You can modify default Python extractor.py and loader.py
Written using Python/boto/psycopg2/PyInstaller.

Other scripts

Oracle -> S3 data loader| TableHunter for Oracle | DataWorm
Oracle -> Redshift data loader
MySQL -> Redshift data loader
CSV -> Redshift data loader
EC2 Metcics Plotter
Oracle->Oracle data loader.
Oracle->MySQL data loader.
CSV->S3 data uploader.

Purpose

Stream/pipe/load PostgreSQL table data to Amazon-Redshift.

How it works

Tool connects to source PostgreSQL DB and opens data pipe for reading.
Data stream is compressed and pumped to S3 using multipart upload.
Optional upload to Reduced Redundancy storage (not RR by default).
Optional "make it public" after upload (private by default).
If S3 bucket doesn't exists it will be created.
You can control the region where new bucket is created.
Streamed data can be tee'd (dumped on disk) during load.
If not set, S3 Key defaulted to input query file name.
Data is loaded to Redshift from S3 using COPY command
Target Redshift table has to exist
It's a Python/boto/psycopg2 script
- Boto S3 docs: http://boto.cloudhackers.com/en/latest/ref/s3.html
- psycopg2 docs: http://initd.org/psycopg/docs/
Executable is created using [pyInstaller] (http://www.pyinstaller.org/)

Audience

Database/ETL developers, Data Integrators, Data Engineers, Business Analysts, AWS Developers, SysOps

##Designated Environment Pre-Prod (UAT/QA/DEV)

Usage

c:\Python35-32\PROJECTS\PostgreSQL2redshift>dist\PostgreSQL_to_Redshift_loader.exe
#############################################################################
#PostgreSQL-to-Redshift Data Loader (v1.2, beta, 04/05/2016 15:11:53) [64bit]
#Copyright (c): 2016 Alex Buzunov, All rights reserved.
#Agreement: Use this tool at your own risk. Author is not liable for any damages
#           or losses related to the use of this software.
################################################################################
Usage:
  set AWS_ACCESS_KEY_ID=test_key
  set AWS_SECRET_ACCESS_KEY=test_secret_key
  set PGPASSWORD=test123
  set PGRES_CLIENT_HOME="C:\Program Files\PostgreSQL\9.5"

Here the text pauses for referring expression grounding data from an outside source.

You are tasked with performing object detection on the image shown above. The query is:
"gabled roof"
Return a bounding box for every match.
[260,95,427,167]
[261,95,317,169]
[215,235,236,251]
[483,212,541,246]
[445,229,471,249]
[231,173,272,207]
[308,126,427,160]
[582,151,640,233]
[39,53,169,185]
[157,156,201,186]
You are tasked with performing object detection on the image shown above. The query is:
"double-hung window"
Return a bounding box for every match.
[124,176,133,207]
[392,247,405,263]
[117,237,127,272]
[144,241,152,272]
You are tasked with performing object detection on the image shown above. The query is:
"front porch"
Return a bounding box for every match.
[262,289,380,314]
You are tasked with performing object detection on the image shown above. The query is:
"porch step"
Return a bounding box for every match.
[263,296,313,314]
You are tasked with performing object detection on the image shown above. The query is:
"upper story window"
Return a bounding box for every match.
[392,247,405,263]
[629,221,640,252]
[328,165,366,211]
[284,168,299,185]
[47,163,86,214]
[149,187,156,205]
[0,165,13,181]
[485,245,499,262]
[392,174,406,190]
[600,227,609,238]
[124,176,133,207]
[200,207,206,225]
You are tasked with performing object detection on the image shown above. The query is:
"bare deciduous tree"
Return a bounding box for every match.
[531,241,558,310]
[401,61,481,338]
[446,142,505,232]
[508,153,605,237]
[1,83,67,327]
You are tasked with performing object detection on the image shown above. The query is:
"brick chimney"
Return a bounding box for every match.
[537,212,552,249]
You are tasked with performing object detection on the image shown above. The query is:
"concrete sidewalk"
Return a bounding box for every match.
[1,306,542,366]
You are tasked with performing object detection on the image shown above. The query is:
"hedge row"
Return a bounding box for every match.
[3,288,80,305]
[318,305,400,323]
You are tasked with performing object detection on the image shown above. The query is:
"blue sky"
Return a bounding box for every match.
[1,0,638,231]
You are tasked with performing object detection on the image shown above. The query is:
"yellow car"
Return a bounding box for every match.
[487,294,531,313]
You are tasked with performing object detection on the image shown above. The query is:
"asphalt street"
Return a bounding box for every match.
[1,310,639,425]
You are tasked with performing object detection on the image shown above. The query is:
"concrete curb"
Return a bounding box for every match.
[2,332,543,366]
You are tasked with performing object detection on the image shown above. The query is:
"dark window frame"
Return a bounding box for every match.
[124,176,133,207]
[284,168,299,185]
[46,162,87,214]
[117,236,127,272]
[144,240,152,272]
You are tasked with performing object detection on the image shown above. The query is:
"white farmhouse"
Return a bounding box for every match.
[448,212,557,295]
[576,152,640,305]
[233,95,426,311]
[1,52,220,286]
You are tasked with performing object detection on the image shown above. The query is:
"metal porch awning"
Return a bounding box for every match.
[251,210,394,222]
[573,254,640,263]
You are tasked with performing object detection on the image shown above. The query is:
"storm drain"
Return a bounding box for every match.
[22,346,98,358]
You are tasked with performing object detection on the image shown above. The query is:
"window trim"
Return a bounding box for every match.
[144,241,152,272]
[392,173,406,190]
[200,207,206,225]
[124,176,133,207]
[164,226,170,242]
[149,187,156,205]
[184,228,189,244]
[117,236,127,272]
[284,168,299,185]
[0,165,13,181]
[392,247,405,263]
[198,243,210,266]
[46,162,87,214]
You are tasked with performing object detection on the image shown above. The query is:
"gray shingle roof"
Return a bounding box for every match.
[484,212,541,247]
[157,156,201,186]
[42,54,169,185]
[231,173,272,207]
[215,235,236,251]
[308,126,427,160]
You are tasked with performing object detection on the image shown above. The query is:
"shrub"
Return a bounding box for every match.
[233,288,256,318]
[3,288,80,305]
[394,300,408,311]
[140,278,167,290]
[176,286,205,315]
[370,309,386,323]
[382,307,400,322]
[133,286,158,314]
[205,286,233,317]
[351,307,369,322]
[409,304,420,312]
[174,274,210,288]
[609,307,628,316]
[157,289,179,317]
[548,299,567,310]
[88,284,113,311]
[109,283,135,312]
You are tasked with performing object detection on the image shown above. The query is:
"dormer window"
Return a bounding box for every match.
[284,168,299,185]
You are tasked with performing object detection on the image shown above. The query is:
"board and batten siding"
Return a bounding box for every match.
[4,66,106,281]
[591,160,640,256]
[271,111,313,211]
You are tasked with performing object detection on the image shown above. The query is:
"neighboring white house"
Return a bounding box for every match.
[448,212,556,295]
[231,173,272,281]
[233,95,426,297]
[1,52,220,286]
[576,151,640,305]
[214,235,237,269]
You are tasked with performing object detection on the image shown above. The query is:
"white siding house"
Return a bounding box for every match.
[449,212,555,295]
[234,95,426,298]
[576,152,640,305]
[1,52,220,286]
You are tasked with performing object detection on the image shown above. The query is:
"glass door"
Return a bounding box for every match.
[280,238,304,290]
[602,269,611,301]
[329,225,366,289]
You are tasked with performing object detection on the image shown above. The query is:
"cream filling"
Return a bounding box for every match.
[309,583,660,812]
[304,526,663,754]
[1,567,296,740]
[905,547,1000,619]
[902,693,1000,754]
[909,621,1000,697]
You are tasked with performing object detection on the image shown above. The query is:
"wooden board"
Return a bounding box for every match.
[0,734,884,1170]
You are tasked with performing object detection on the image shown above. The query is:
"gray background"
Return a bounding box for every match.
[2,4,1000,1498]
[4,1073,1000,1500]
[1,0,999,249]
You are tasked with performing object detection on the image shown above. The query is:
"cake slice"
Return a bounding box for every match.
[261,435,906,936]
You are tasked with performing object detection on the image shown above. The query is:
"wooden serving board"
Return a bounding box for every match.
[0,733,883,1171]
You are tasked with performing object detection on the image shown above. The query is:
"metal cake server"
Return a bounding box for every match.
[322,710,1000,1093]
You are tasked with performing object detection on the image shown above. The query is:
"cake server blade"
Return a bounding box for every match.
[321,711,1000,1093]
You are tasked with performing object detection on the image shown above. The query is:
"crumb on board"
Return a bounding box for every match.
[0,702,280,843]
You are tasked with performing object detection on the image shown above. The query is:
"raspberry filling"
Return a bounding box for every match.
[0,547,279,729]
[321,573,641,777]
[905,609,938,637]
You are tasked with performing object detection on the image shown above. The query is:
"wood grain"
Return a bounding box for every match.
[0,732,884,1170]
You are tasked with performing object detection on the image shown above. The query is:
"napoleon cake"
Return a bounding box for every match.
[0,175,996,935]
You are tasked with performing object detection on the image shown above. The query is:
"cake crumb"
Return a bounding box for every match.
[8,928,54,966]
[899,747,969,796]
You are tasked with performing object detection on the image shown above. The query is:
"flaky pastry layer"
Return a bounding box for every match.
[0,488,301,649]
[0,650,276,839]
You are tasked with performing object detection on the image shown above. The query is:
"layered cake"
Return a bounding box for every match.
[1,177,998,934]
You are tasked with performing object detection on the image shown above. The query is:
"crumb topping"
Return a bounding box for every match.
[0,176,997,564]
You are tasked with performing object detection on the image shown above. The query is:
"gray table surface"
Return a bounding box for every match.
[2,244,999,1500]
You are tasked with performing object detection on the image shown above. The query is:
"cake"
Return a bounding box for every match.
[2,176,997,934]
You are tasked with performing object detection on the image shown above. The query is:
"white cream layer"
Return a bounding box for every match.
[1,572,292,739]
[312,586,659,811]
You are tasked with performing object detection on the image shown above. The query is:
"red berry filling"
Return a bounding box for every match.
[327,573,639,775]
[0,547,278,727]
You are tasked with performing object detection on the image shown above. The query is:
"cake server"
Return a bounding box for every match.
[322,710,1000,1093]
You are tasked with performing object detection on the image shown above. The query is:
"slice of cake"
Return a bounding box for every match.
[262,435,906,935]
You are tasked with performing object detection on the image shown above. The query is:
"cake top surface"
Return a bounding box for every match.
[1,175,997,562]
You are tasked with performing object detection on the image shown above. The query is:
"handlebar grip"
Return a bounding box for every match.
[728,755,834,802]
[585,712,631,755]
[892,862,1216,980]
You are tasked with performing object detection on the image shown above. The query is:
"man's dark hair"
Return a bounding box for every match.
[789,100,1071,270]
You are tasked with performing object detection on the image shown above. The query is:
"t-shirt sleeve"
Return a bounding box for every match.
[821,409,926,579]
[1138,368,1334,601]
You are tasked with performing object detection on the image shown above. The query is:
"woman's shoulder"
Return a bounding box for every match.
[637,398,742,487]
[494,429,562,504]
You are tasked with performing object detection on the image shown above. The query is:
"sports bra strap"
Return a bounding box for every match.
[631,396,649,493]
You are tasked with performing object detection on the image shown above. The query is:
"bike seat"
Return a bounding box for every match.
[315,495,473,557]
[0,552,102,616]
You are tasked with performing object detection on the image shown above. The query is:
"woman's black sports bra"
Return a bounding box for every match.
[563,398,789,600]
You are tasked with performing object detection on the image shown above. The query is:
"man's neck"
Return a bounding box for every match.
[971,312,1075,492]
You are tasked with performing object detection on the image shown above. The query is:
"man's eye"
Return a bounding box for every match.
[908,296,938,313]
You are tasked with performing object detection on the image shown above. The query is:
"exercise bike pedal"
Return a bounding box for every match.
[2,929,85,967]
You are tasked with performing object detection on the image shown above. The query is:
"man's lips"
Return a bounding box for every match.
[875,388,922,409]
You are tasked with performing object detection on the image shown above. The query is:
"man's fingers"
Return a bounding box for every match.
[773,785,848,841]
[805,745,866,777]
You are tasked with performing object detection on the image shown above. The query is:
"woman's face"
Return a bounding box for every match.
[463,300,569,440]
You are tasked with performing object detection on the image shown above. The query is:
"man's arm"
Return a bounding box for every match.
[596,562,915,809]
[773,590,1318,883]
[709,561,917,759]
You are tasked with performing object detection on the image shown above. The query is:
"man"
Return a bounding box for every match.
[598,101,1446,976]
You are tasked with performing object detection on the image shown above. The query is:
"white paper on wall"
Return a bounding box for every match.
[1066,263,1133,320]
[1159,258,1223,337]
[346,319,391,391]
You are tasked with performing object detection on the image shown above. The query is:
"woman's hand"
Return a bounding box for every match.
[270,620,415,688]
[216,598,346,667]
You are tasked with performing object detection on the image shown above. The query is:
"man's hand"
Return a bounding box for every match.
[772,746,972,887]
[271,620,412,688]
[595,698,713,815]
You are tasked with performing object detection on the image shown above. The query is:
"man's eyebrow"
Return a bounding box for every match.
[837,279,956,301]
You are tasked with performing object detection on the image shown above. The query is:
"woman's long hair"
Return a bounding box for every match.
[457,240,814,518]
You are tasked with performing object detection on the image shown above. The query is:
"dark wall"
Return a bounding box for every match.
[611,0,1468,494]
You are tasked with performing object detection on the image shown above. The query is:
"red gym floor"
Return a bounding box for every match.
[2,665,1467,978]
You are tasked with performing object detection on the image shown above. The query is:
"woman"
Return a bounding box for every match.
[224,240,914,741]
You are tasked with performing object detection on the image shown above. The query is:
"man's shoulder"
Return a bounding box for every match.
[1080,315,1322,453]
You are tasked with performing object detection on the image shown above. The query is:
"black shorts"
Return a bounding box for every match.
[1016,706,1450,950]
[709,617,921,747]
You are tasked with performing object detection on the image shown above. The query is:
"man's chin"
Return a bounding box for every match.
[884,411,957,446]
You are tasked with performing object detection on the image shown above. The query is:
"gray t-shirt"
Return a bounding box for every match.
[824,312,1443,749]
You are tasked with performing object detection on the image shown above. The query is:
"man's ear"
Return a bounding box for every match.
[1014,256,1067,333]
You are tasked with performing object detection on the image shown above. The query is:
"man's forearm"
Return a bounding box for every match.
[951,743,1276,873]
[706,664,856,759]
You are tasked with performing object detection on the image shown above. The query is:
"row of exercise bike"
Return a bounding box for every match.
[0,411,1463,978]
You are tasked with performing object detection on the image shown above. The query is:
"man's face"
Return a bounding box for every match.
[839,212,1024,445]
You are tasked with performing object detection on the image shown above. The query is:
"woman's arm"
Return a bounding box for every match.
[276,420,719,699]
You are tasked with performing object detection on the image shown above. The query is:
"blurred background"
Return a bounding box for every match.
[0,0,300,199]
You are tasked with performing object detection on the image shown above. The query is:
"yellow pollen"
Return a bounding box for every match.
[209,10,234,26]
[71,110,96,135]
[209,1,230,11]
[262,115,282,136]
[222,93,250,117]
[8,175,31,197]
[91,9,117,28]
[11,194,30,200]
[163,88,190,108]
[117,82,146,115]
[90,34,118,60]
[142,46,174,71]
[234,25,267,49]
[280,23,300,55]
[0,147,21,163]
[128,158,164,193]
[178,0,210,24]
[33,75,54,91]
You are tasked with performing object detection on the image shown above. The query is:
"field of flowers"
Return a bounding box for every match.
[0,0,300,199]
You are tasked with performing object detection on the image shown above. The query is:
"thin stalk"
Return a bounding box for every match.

  set REDSHIFT_CONNECT_STRING="dbname='***' port='5439' user='***' password='***' host='mycluster.***.redshift.amazonaws.com'"  
  
  
  postgresql_to_redshift_loader.exe [<pgres_query_file>] [<pgres_col_delim>] [<pgres_add_header>] 
			    [<s3_bucket_name>] [<s3_key_name>] [<s3_use_rr>] [<s3_public>]
	
	--pgres_query_file -- SQL query to execure in source PostgreSQL db.
	--pgres_col_delim  -- CSV column delimiter for downstream(,).
	--pgres_quote	-- Enclose values in quotes (")
	--pgres_add_header -- Add header line to CSV file (False).
	--pgres_lame_duck  -- Limit rows for trial upload (1000).
	--create_data_dump -- Use it if you want to persist streamed data on your filesystem.
	
	--s3_bucket_name -- S3 bucket name (always set it).
	--s3_location	 -- New bucket location name (us-west-2)
				Set it if you are creating new bucket
	--s3_key_name 	 -- CSV file name (to store query results on S3).
		if <s3_key_name> is not specified, the PostgreSQL query filename (ora_query_file) will be used.
	--s3_use_rr -- Use reduced redundancy storage (False).
	--s3_write_chunk_size -- Chunk size for multipart upoad to S3 (10<<21, ~20MB).
	--s3_public -- Make uploaded file public (False).
	
	--red_to_table  -- Target Amazon-Redshit table name.
	--red_col_delim  -- CSV column delimiter for upstream(,).
	--red_quote 	-- Set it if input values are quoted.
	--red_timeformat -- Timestamp format for Redshift ('MM/DD/YYYY HH12:MI:SS').
	--red_ignoreheader -- skip header in input stream
	
	PostgreSQL data uploaded to S3 is always compressed (gzip).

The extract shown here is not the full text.